Researchers have determined a novel mechanism through which organ transplantation often leads to cancer, and their findings suggest that targeted therapies may reduce or prevent that risk.
In the July 15, 2008, issue of Cancer Research, researchers at Harvard Medical School found in animal and laboratory experiments that the anti-rejection, immunosuppressive drug cyclosporine ramps up expression of vascular endothelial growth factor (VEGF), which signals the growth of new blood vessels that can feed tumors.
They also found that simultaneously administering an anti-VEGF therapy with cyclosporine in mice repressed this tumor growth. Several inhibitors of VEGF are already in use in human cancer therapy.
The findings could offer some good news for the 15 to 20 percent of transplant patients who develop cancer within a decade of receiving new organs, according to the study's senior investigator, Soumitro Pal, Ph.D., an assistant professor at Harvard Medical School's Transplantation Research Center at Children's Hospital in Boston.
"It may be that anti-VEGF agents given judiciously after transplantation can reduce future cancer occurrence," he said.
VEGF expression is markedly increased in patients post-transplantation, and this can aid in the development of a blood supply to a transplanted organ, helping it survive and thrive. "But once the organ has stabilized, it may be possible to lower the level of VEGF expression to prevent tumor growth," he said. "We would need to figure out how to balance benefit and risk to keep cancer at bay."
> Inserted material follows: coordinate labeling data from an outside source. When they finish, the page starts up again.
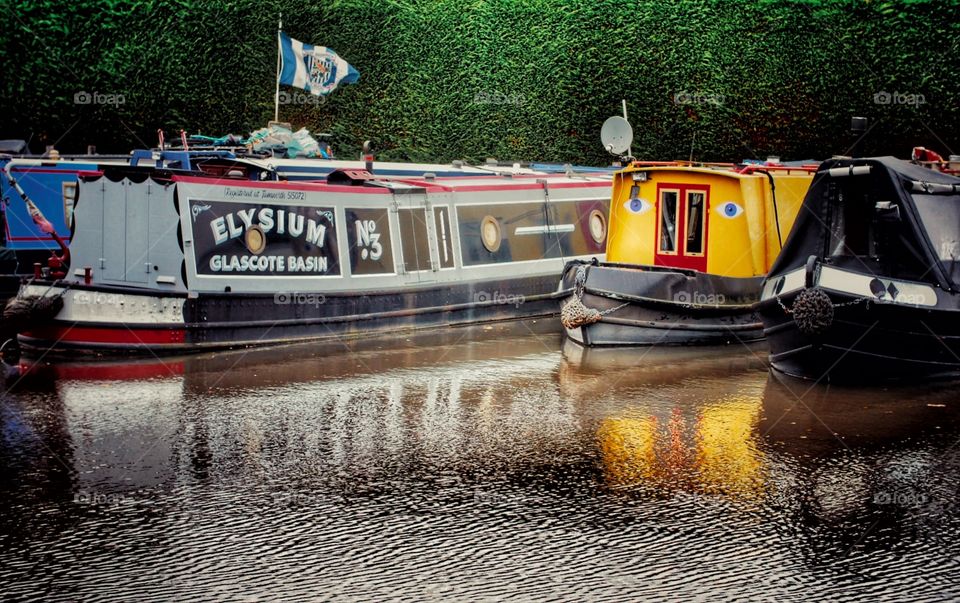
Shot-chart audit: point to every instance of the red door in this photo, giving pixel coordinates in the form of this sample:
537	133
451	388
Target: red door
682	220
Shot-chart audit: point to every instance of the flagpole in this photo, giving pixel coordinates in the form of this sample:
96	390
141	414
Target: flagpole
276	96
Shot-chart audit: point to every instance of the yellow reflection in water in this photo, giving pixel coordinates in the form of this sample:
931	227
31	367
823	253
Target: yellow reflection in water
716	453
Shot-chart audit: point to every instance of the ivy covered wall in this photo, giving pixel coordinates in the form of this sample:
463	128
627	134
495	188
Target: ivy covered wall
511	79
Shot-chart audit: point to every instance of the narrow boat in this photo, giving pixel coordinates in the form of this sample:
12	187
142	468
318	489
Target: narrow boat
50	184
867	287
689	246
166	259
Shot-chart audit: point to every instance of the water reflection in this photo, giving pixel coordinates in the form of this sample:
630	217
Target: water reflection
413	468
695	433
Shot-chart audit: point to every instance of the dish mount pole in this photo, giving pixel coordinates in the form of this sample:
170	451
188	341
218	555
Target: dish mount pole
276	96
624	102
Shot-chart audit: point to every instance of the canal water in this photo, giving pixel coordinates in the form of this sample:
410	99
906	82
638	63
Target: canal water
477	464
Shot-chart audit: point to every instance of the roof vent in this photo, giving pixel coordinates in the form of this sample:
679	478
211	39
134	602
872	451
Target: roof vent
349	177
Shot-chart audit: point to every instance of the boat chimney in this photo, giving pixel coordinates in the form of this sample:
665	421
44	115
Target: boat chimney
368	155
858	125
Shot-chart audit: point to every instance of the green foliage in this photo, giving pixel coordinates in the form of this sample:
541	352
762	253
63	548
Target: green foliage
726	79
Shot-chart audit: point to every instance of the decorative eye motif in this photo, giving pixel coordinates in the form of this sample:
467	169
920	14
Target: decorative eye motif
729	209
638	205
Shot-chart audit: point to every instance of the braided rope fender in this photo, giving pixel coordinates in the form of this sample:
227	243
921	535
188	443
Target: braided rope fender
813	311
574	314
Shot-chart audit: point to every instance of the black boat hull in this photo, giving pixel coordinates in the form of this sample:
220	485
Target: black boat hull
231	320
867	341
650	305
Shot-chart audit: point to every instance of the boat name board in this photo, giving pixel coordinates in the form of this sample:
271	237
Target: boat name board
264	239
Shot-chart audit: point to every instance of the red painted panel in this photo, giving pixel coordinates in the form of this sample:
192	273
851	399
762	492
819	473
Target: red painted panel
683	259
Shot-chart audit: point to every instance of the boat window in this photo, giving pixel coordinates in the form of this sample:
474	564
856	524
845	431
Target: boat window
668	221
850	224
940	215
695	222
869	233
415	246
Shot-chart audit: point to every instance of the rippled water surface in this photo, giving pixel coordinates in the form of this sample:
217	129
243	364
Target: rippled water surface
488	464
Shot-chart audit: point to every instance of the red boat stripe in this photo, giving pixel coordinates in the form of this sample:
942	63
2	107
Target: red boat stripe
121	335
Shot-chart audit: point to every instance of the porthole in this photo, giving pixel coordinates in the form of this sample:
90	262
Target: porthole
598	226
490	233
255	239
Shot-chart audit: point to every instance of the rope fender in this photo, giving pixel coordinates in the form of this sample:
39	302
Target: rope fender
574	314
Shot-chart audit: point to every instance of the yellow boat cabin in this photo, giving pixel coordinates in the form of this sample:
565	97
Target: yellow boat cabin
687	251
717	220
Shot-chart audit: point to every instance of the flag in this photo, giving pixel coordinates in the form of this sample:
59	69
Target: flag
316	69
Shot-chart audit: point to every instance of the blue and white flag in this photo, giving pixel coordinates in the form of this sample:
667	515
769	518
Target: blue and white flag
316	69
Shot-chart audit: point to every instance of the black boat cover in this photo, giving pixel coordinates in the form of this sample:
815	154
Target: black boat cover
880	216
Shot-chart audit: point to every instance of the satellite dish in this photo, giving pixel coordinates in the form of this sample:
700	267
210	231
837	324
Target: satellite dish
616	135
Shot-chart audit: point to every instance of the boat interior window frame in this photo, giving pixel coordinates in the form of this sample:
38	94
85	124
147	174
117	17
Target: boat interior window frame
661	194
702	218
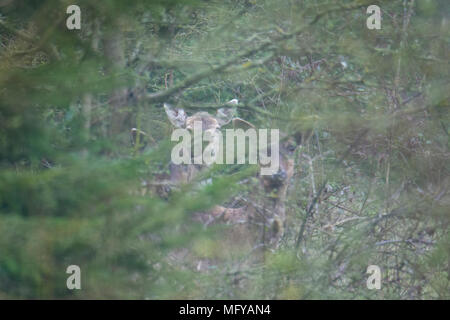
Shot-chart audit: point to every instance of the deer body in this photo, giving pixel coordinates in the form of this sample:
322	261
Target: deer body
259	223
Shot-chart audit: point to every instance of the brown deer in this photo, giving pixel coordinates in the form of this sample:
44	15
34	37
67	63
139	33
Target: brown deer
258	224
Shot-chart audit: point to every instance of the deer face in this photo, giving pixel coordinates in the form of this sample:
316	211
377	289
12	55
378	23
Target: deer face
180	119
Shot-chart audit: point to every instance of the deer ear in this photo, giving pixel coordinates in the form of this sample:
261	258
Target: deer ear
239	123
176	116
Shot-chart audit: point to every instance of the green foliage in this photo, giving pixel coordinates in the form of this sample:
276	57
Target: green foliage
370	185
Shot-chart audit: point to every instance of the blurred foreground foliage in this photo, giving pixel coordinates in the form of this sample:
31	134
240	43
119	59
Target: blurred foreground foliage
370	187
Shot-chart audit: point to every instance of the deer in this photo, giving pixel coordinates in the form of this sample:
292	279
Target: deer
258	224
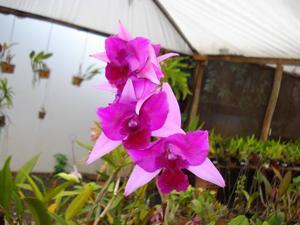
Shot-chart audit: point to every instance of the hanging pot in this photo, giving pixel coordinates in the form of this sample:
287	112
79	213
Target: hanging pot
76	80
44	74
7	67
42	114
2	121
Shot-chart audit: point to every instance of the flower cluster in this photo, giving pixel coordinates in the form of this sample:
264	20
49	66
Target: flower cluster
144	110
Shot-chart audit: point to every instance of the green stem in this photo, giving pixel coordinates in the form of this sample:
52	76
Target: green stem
167	211
101	194
109	203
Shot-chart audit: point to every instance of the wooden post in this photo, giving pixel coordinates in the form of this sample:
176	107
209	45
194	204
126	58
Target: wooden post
272	102
198	77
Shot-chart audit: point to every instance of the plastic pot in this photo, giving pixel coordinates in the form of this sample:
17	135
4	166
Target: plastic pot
7	68
76	81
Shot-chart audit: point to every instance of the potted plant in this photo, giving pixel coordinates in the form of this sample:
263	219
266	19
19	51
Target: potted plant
88	74
6	94
42	113
38	65
6	58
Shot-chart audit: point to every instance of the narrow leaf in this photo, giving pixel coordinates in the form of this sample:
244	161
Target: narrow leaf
38	211
77	204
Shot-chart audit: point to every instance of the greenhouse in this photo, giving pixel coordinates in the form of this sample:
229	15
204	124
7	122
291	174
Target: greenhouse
149	112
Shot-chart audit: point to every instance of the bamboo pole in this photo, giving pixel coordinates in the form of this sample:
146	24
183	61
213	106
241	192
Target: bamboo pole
250	60
272	102
198	77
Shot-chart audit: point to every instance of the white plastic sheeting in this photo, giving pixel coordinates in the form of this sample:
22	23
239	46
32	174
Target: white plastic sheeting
141	17
263	28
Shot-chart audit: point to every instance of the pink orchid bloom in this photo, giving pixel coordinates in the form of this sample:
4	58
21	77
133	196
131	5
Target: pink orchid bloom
168	157
129	57
132	122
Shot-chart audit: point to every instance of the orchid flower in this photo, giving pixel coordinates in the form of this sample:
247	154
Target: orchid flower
132	122
129	57
167	157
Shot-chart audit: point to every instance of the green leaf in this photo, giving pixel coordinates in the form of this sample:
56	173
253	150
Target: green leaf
239	220
267	184
68	177
284	185
35	188
77	204
276	219
55	191
6	184
38	210
26	169
18	203
59	219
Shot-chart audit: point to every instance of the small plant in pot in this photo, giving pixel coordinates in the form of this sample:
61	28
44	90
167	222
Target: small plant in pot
38	65
42	113
6	58
6	95
88	74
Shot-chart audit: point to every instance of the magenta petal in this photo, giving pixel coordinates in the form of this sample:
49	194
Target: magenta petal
207	171
101	56
148	159
113	117
116	50
156	49
155	110
143	88
172	180
116	75
102	146
105	86
138	140
128	93
192	147
172	124
166	56
138	178
138	53
123	33
148	72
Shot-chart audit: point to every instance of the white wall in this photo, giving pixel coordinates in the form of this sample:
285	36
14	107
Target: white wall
70	110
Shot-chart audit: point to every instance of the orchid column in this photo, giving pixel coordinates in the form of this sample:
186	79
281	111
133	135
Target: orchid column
144	108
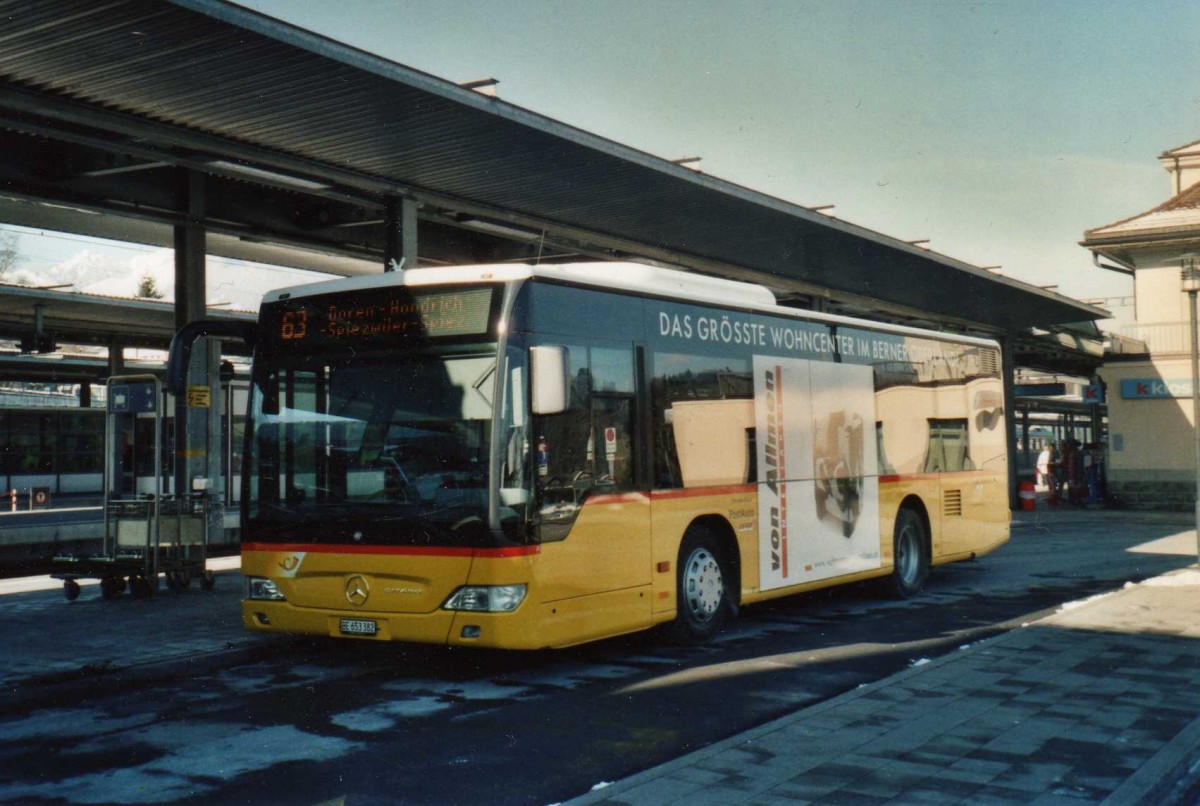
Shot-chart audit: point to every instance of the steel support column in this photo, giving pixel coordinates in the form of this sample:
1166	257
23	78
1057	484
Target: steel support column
191	422
400	222
1008	372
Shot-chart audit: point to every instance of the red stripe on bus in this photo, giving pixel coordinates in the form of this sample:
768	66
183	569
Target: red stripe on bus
935	476
615	498
694	492
405	551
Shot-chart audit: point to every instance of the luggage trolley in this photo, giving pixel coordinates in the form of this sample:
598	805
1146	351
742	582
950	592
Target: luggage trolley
148	530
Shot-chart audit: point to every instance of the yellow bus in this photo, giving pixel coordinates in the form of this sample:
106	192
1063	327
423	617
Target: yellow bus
532	457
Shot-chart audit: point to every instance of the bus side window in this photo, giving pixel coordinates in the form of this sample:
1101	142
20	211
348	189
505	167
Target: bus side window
702	411
948	449
587	449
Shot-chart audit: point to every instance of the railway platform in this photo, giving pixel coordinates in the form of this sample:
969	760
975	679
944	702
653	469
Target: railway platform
1096	703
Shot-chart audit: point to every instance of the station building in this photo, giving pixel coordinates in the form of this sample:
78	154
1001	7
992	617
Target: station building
1147	374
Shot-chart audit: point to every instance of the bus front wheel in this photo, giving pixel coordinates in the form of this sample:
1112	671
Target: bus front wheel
910	554
703	588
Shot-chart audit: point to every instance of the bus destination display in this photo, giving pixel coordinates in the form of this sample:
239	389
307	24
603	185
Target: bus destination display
382	317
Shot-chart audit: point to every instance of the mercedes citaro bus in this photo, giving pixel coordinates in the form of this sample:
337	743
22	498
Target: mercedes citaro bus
539	456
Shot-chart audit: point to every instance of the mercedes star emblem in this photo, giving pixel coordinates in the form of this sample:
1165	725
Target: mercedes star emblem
357	590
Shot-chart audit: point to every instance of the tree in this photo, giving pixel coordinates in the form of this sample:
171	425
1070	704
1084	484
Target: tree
148	289
9	253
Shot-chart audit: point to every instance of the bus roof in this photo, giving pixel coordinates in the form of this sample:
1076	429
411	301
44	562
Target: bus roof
635	277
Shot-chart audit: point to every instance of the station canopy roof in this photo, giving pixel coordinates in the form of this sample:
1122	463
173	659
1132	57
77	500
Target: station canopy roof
107	106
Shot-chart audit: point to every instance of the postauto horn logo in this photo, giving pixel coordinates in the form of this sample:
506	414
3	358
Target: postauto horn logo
357	590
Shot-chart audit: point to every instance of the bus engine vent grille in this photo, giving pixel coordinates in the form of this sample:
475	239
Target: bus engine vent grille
952	504
989	362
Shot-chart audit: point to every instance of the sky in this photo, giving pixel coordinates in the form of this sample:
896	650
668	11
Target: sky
999	131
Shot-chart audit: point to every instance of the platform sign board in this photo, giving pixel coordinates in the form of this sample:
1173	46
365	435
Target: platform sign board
132	397
1152	389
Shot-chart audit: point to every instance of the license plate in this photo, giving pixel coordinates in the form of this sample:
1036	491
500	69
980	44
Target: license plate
359	627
Tumors that develop after transplantation may have three potential sources: they may have pre-existed or could have been a recurrence of previous cancer – and in both of these cases, a patient's pre-transplant immune system might have kept these cancers in check – or cancer-causing viruses could have come from the donor organ. Physicians have long observed that immunosuppressive agents, such as the class of calcineurin inhibitors that includes cyclosporine, appear to promote cancer development, often in organs that are not transplanted, but the cause of this was unclear. The Harvard team tested the ability of cyclosporine to promote growth of pre-existing tumors in mice implanted with human renal (kidney) cancer cells. Mice treated with the agent formed tumors faster than untreated mice, but anti-VEGF therapy substantially reduced that excessive growth.
Digging deeper into the biological pathway of VEGF activation, the scientists found that cyclosporine activates two of the three forms of the common protein catalyst, protein kinase C, which leads to increased expression of VEGF.
"We think PKC-mediated VEGF transcriptional activation is a key component in the progression of cyclosporine-induced post-transplantation cancer," Pal said. "It is likely not the whole story, but this gives us a clue that we might be able to use existing or novel therapies to reduce cancer risk in transplanted patients."